Nikolai Alekseevich Polevoi

Writer

  • Born: June 22, 1796
  • Birthplace: Irkutsk, Russia
  • Died: 1846
  • Place of death: St. Petersburg, Russia

Biography

A foremost journalist of his time, Nikolai Alekseevich Polevoi was born into a prosperous merchant family in Irkutsk, Russia, on June 22, 1796. Polevoi did not receive a regular education because he was expected to work in the family business. He did, however, read voraciously from the extensive library of his father, Aleksei Evsev’evich Polevoi, who did not approve of his literary aspirations. In 1811, Polevoi was sent to Moscow for a year on business; once there he secretly attended university lectures, studying Russian grammar and foreign languages. After Polevoi’s first publication, an article on the czar’s trip through Kursk in Russkii vestnik in 1817, his articles began to appear in journals regularly and he gained his father’s approval. He moved to Moscow in 1820 to expand the family business, and by 1825 had founded what became the leading journal of his day. During its ten-year run the broad-minded Moskovskii telegraf published a wide range of content, including literature, literature in translation, artwork, criticism, and articles on the arts and sciences, politics, and current events both domestic and international.

Polevoi himself was tireless in his journalistic pursuits and contributed nearly half of Moskovskii telegraf’s content, including translations of William Shakespeare’s Hamlet (1604) and of the German Romantic writers E. T. A. Hoffmann, August Wilhelm Schlegel, Friedrich Schiller, Friedrich Wilhelm Joseph von Schelling, and Johann Wolfgang von Goethe. Polevoi’s critical article on Alexander Pushkin’s Evgeny Onegin (1823-1831; Eugene Onegin, 1881) in 1825 posits the work’s cross-generic mode as indicative of a new type of literature. In what was perhaps his most lauded article, “O romanakh V. Giugo i voobshche o noveishikh romanakh” (1932), Polevoi examines the novels of Victor Hugo and modern novels generally and suggests that the novel is both an artifact and a mechanism of freedom. Concurrent with his editorial efforts, Polevoi wrote Istoriia russkogo naroda, a six-volume history of the Russian people concerned, in part, with ideas of national identity and place.

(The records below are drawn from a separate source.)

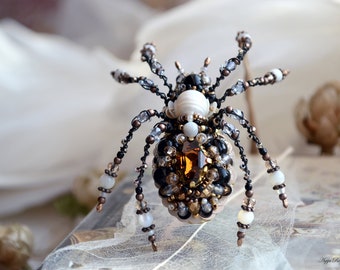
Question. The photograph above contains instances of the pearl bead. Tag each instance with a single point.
(190, 129)
(277, 178)
(245, 217)
(191, 102)
(107, 181)
(278, 74)
(145, 219)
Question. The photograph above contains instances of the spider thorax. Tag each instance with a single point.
(192, 164)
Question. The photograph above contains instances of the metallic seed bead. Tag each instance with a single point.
(277, 187)
(101, 200)
(139, 197)
(283, 196)
(139, 190)
(150, 139)
(152, 238)
(241, 234)
(225, 72)
(162, 126)
(243, 226)
(266, 157)
(117, 160)
(249, 193)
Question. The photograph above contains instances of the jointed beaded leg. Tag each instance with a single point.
(108, 179)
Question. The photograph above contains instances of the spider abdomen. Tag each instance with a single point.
(193, 177)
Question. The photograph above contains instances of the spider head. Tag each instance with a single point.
(192, 100)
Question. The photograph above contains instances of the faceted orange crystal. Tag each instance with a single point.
(190, 161)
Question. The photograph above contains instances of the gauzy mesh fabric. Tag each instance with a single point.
(210, 245)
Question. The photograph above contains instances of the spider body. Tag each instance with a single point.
(192, 156)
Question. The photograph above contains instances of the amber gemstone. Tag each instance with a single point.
(190, 161)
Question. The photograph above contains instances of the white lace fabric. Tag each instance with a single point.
(210, 245)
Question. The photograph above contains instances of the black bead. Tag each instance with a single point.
(248, 186)
(139, 190)
(193, 80)
(160, 174)
(263, 151)
(120, 154)
(224, 176)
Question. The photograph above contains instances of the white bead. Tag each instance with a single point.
(191, 102)
(278, 74)
(277, 178)
(145, 219)
(107, 181)
(190, 129)
(245, 217)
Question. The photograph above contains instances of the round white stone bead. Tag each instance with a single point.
(145, 219)
(278, 74)
(190, 129)
(245, 217)
(191, 102)
(277, 178)
(107, 181)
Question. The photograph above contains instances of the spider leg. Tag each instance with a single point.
(107, 180)
(271, 77)
(148, 55)
(244, 43)
(124, 78)
(143, 211)
(246, 215)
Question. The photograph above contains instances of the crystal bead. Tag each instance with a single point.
(281, 191)
(183, 210)
(201, 138)
(143, 116)
(107, 181)
(145, 219)
(171, 151)
(194, 207)
(245, 217)
(238, 88)
(190, 129)
(180, 138)
(277, 177)
(218, 190)
(230, 65)
(277, 74)
(228, 129)
(206, 208)
(156, 132)
(172, 178)
(237, 114)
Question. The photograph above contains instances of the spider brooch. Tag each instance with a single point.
(192, 157)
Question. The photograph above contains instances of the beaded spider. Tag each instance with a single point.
(192, 158)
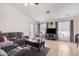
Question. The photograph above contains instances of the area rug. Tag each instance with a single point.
(43, 51)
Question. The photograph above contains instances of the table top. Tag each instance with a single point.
(36, 40)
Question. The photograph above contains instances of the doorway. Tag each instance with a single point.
(64, 31)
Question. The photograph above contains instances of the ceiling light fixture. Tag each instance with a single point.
(26, 4)
(31, 4)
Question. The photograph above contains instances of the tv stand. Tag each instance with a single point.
(51, 36)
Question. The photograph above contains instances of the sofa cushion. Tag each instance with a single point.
(2, 39)
(2, 53)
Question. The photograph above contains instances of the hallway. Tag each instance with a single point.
(61, 48)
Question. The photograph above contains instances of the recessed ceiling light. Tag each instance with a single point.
(47, 12)
(26, 4)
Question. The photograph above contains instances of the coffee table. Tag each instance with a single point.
(35, 43)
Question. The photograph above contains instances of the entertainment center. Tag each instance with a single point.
(51, 31)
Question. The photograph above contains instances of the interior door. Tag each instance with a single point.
(64, 31)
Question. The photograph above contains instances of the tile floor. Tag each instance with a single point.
(62, 48)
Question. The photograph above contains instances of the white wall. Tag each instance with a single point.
(52, 26)
(12, 20)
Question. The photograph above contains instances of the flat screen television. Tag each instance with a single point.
(51, 31)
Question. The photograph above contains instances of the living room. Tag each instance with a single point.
(39, 22)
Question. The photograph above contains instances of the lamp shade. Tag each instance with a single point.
(2, 39)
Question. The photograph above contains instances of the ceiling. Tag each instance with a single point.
(57, 10)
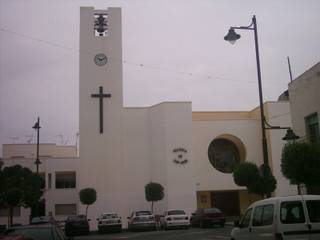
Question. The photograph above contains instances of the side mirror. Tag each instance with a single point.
(236, 223)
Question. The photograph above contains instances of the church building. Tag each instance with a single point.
(191, 154)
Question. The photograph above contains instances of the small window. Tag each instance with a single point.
(65, 180)
(65, 209)
(246, 219)
(267, 216)
(313, 207)
(312, 127)
(263, 215)
(5, 211)
(49, 180)
(257, 216)
(292, 212)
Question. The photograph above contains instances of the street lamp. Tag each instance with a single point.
(37, 127)
(37, 162)
(232, 37)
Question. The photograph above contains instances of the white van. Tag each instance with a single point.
(280, 218)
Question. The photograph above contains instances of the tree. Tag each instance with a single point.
(153, 192)
(88, 196)
(300, 163)
(248, 175)
(16, 184)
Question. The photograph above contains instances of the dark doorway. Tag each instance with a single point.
(227, 201)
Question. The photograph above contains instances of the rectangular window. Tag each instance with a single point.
(65, 180)
(244, 222)
(313, 207)
(65, 209)
(4, 212)
(267, 217)
(43, 178)
(292, 212)
(312, 127)
(49, 180)
(263, 215)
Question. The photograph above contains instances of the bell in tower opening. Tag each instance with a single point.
(101, 25)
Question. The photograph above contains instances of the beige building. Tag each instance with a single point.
(305, 104)
(192, 154)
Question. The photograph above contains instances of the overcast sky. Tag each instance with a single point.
(179, 44)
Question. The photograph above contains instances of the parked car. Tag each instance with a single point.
(141, 220)
(109, 222)
(46, 231)
(280, 218)
(77, 225)
(43, 220)
(174, 219)
(205, 217)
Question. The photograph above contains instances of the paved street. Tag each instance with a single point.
(190, 234)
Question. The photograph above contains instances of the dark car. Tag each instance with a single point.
(37, 232)
(77, 225)
(205, 217)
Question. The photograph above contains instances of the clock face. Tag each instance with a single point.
(100, 59)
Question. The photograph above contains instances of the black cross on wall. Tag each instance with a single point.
(101, 95)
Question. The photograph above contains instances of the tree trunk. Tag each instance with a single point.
(87, 211)
(152, 207)
(10, 216)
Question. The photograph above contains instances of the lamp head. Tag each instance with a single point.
(232, 36)
(290, 136)
(36, 125)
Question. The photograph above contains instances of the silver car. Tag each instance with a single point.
(109, 222)
(141, 220)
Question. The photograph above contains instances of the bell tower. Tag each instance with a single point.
(101, 108)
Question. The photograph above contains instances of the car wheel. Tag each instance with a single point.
(202, 224)
(222, 223)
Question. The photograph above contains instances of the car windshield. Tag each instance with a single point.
(34, 233)
(77, 218)
(108, 216)
(212, 210)
(176, 212)
(142, 213)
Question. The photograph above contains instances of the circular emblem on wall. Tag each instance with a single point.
(100, 59)
(180, 156)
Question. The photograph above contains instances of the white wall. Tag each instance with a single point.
(278, 114)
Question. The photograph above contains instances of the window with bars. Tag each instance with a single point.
(312, 127)
(5, 211)
(65, 180)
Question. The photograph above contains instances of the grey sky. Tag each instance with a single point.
(39, 42)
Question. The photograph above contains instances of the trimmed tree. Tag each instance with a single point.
(88, 196)
(153, 192)
(17, 185)
(248, 175)
(300, 163)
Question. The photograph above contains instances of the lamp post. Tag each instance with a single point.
(37, 127)
(232, 37)
(37, 162)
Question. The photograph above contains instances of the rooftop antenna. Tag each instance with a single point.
(77, 141)
(29, 138)
(14, 139)
(290, 72)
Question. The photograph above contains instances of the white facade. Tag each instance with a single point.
(305, 99)
(165, 143)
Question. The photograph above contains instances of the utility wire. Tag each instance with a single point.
(140, 65)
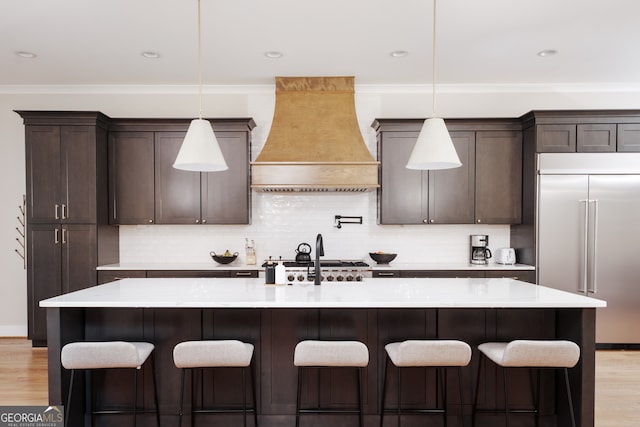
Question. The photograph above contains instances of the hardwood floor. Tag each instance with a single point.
(23, 381)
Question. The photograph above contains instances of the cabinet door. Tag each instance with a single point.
(556, 138)
(226, 194)
(43, 173)
(177, 192)
(402, 197)
(78, 178)
(498, 177)
(131, 178)
(452, 191)
(79, 257)
(629, 137)
(596, 138)
(43, 275)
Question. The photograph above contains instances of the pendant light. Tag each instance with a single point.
(200, 151)
(434, 148)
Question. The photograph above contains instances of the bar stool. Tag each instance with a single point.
(190, 355)
(439, 354)
(110, 355)
(533, 354)
(312, 354)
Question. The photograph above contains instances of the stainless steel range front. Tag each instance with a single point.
(330, 271)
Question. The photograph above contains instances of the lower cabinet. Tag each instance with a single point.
(275, 333)
(105, 276)
(485, 189)
(523, 275)
(62, 259)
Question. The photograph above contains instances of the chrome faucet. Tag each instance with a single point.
(319, 252)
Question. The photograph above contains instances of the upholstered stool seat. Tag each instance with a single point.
(110, 355)
(191, 355)
(534, 354)
(330, 354)
(439, 354)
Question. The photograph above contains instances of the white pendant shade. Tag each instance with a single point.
(200, 150)
(434, 148)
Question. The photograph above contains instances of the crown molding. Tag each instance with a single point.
(360, 89)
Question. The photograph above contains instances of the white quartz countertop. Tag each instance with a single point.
(371, 293)
(202, 266)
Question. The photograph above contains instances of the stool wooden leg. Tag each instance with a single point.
(253, 391)
(399, 396)
(461, 395)
(474, 409)
(155, 389)
(180, 408)
(298, 394)
(135, 396)
(506, 396)
(566, 382)
(443, 391)
(244, 396)
(66, 418)
(384, 389)
(360, 418)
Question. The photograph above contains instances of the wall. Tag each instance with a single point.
(280, 222)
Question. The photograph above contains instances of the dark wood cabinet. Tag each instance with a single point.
(147, 189)
(177, 192)
(629, 137)
(62, 258)
(485, 189)
(56, 157)
(498, 175)
(131, 178)
(452, 191)
(588, 131)
(67, 199)
(581, 138)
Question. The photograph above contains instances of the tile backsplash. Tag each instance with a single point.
(282, 221)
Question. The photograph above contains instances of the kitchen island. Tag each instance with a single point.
(274, 318)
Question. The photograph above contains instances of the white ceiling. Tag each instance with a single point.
(480, 42)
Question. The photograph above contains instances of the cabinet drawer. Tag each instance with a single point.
(629, 137)
(556, 138)
(445, 274)
(386, 273)
(105, 276)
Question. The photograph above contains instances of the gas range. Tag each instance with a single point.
(330, 270)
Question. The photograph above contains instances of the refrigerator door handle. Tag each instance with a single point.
(585, 249)
(594, 264)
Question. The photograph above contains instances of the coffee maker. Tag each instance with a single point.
(480, 252)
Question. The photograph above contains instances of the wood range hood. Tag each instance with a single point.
(315, 143)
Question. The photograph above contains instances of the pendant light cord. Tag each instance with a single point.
(433, 81)
(199, 61)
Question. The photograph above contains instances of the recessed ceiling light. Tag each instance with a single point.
(150, 55)
(399, 53)
(547, 52)
(25, 54)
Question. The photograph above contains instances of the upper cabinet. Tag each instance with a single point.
(146, 189)
(63, 153)
(485, 189)
(584, 131)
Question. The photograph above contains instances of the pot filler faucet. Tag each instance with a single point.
(319, 252)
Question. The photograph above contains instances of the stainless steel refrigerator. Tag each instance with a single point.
(588, 235)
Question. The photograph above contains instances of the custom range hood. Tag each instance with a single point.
(314, 143)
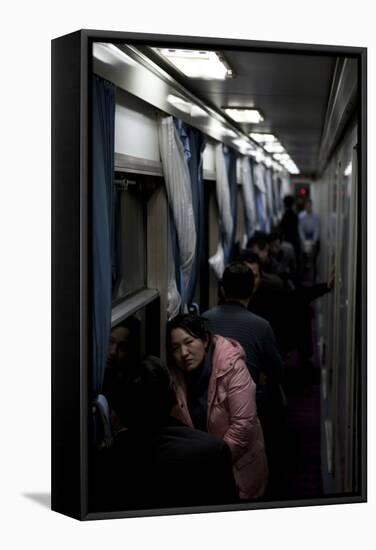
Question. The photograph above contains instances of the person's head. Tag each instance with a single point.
(237, 281)
(288, 202)
(124, 343)
(308, 206)
(258, 244)
(187, 341)
(253, 262)
(147, 397)
(274, 240)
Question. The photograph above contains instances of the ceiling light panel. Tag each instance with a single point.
(198, 64)
(274, 147)
(263, 138)
(244, 115)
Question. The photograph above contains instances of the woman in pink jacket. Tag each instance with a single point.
(216, 393)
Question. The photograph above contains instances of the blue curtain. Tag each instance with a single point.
(193, 142)
(103, 117)
(230, 162)
(197, 142)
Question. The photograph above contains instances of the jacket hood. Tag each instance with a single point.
(226, 352)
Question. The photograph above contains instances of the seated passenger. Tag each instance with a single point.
(216, 393)
(123, 357)
(158, 461)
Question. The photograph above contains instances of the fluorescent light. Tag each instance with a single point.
(274, 148)
(244, 115)
(243, 145)
(198, 64)
(281, 156)
(180, 103)
(348, 170)
(268, 161)
(229, 133)
(196, 111)
(290, 166)
(263, 138)
(111, 55)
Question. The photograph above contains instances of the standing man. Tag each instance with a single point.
(309, 232)
(233, 320)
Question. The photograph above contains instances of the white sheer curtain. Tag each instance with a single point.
(179, 194)
(269, 195)
(286, 186)
(249, 196)
(259, 182)
(217, 262)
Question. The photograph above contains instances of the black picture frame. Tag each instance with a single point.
(71, 73)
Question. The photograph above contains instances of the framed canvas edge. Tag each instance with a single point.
(87, 37)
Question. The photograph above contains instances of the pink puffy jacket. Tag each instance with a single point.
(232, 414)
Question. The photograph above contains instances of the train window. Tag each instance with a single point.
(130, 234)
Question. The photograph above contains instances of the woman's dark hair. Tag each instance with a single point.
(249, 257)
(274, 236)
(191, 323)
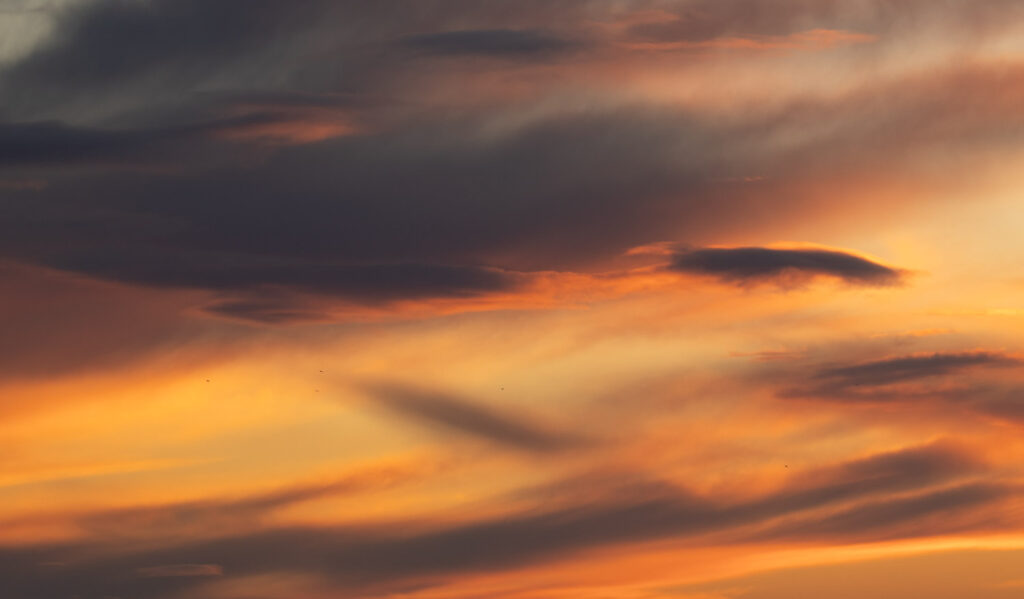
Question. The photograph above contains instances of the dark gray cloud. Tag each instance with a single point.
(496, 42)
(423, 200)
(903, 516)
(744, 264)
(372, 558)
(455, 414)
(909, 368)
(54, 324)
(875, 380)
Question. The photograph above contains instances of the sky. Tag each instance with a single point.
(511, 299)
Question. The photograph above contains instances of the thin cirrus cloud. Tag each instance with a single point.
(378, 558)
(886, 379)
(439, 197)
(457, 415)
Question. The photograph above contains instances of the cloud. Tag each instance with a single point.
(747, 264)
(454, 414)
(880, 380)
(375, 557)
(55, 324)
(499, 42)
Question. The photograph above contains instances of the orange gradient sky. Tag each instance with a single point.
(461, 299)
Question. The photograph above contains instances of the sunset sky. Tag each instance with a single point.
(511, 299)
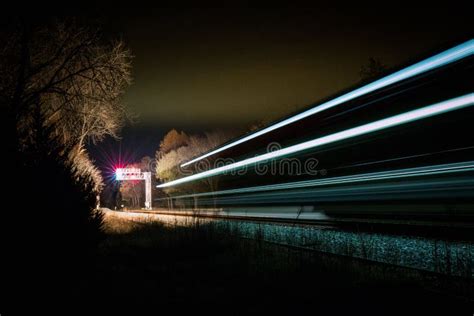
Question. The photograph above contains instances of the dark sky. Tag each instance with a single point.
(229, 67)
(201, 69)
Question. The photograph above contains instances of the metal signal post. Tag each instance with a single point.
(123, 174)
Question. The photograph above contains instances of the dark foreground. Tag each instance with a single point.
(198, 269)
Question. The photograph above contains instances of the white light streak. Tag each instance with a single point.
(404, 118)
(456, 53)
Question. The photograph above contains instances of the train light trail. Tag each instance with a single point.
(433, 170)
(404, 118)
(449, 56)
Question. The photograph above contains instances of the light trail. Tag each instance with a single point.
(404, 118)
(449, 56)
(374, 176)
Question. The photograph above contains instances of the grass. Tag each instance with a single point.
(200, 267)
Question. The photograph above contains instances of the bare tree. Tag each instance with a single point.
(72, 76)
(167, 164)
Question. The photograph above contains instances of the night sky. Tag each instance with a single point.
(202, 69)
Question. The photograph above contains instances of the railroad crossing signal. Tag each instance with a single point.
(123, 174)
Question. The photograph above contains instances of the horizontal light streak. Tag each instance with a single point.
(456, 53)
(407, 117)
(373, 176)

When Moskovskii telegraf was closed by government censors in 1834, Polevoi continued to write numerous works, including historical studies of Peter the Great and Napoleon, essays, reviews, historical dramas (popularly but not critically acclaimed), and fiction. His novels, Kliatva pri grobe Gospodnem (1832) and Abbaddonna (1833), and his collection of short stories and novellas, Mechty i zhizn’ (1834), were moderately successful in their initials runs and have since enjoyed posthumous republication. While prolific in his literary endeavors, Polevoi is best remembered for his work as an editor, publisher, and journalist. By way of Moskovskii telegraf he helped to make literature and vital aesthetic, political, and topical issues available to a large audience. Polevoi’s own critical articles contributed to the evolution of Russian Romanticism and prose.